Personal information
- Born: October 11, 1982 (age 43) Brampton, Ontario, Canada
- Listed height: 6 ft 7 in (2.01 m)
- Listed weight: 276 lb (125 kg)

Career information
- University: Mount Allison Mounties

Career history
- 2006–2007: Toronto Argonauts*
- * Offseason or practice squad member only
- Stats at CFL.ca (archive)

= Michael Bailey (Canadian football) =

Canadian football player (born 1982)

Michael Bailey (born October 11, 1982) is a Canadian former professional football player with the Toronto Argonauts of the Canadian Football League (CFL).

== Early life ==

In September 2002, he enrolled at Mount Allison University, studying English while playing for both the Mount Allison Mounties football and basketball teams. In 2003, he was named an Atlantic University Sport All-Star and named the Mounties most improved player, recording 36 tackles in 8 games.
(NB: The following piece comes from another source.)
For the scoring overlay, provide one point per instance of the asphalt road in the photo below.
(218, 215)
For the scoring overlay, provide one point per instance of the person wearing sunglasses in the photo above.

In 2005, he was selected to compete in the CIS football East West Bowl.

== Professional career ==
Bailey attended the 2006 CFL Evaluation Camp and, though he went undrafted in the 2006 CFL draft, his performance was impressive enough that he was signed by the Toronto Argonauts as a free agent on May 12, 2006, and dressed in both pre-season games versus Hamilton as a backup offensive lineman, backup defensive tackle, and played on special teams. He was assigned to the practice roster at the beginning of the regular season, where he remained until he returned for his final season at Mount Allison on July 29.

He re-signed with the Argonauts on January 3, 2007 but was released at the end of training camp on June 23, 2007.